Inflated the kayaks and the girls paddled around, great kayaks, super easy to set up!!!

Set up camp in front of Rhymers and started a tab, visited with the staff a bit, enjoyed all of the TTOL Company, Twanger's floaty trick with the beer atop his storage facility was a riot!!

Drunk dipsticks again flew through the anchorage at full throttle, moored right next to us and continued to terrorize and harass the entire crew all day. Dipsticks and associates from the other crewed boats would even harrrass our women and children aboard alone, all about where's your captain, got booze, we are coming aboard and taking them, etc. I may mention the ocal captain's name, charterers name and boat names and actual names at a later time.

We planned on BBQ'ing burgers aboard but the drunk dipsticks continued taunting and yelling over to the boat.
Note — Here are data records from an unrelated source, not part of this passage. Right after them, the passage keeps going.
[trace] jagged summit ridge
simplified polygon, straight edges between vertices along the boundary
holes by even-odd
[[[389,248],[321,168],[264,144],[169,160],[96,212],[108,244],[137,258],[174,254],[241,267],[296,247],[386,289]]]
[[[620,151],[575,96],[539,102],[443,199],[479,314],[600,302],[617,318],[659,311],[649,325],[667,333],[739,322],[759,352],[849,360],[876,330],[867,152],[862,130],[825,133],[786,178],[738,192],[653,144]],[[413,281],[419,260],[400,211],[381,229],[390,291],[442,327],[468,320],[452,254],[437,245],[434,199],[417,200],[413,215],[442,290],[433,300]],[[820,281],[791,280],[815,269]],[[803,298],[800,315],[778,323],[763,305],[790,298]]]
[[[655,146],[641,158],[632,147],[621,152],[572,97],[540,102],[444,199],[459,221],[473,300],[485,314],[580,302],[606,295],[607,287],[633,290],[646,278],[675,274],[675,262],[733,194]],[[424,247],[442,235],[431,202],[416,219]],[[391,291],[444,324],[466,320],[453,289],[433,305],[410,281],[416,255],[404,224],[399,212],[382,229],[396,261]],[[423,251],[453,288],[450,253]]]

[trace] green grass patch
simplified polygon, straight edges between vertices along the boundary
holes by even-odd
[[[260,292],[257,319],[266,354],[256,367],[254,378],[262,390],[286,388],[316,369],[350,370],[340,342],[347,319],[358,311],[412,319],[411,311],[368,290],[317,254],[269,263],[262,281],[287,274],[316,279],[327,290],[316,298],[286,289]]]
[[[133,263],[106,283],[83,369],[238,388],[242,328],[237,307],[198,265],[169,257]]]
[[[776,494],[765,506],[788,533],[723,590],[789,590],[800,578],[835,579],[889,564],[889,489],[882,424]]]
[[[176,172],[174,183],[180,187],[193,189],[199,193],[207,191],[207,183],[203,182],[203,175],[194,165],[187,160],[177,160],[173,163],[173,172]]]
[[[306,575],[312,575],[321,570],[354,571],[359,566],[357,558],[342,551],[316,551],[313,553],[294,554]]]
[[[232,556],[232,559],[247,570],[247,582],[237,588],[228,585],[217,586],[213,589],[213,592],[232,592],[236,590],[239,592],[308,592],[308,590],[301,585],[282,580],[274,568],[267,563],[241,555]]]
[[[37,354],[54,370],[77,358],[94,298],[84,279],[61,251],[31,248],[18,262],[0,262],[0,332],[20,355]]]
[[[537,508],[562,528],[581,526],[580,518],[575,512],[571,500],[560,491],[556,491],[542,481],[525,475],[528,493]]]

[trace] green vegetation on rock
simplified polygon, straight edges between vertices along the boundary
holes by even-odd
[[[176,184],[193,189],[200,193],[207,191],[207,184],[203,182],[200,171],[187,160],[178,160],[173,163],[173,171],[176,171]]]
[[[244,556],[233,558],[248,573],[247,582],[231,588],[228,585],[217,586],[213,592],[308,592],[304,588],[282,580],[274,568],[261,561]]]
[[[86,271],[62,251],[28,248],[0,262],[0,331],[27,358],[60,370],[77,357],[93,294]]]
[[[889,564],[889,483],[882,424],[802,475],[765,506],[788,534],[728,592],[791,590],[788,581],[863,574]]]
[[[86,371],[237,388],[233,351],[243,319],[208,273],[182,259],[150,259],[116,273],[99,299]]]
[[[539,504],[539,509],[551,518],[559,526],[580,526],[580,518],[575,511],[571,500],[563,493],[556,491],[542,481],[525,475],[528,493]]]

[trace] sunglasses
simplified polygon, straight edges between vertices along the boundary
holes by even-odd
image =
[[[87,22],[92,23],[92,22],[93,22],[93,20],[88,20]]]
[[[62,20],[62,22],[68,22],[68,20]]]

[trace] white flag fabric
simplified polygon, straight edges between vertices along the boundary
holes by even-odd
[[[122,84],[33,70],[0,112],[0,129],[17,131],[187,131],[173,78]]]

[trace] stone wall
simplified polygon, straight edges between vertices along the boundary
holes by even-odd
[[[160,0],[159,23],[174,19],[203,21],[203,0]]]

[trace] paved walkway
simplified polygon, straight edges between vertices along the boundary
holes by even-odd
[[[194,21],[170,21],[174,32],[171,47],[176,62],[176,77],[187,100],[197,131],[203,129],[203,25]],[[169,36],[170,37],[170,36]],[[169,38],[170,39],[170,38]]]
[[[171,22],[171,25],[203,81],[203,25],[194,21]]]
I went over alone to ask them to knock it off and get over it, we are on vacation and do not want to be bothered.

A serious incident then occurred, the police were called but did not show up, I was very hesitant to leave the crew aboard, got he flare gun, emergency tiller, boat hook and winch handles all in a location where I could get at them easily, more details at a later date.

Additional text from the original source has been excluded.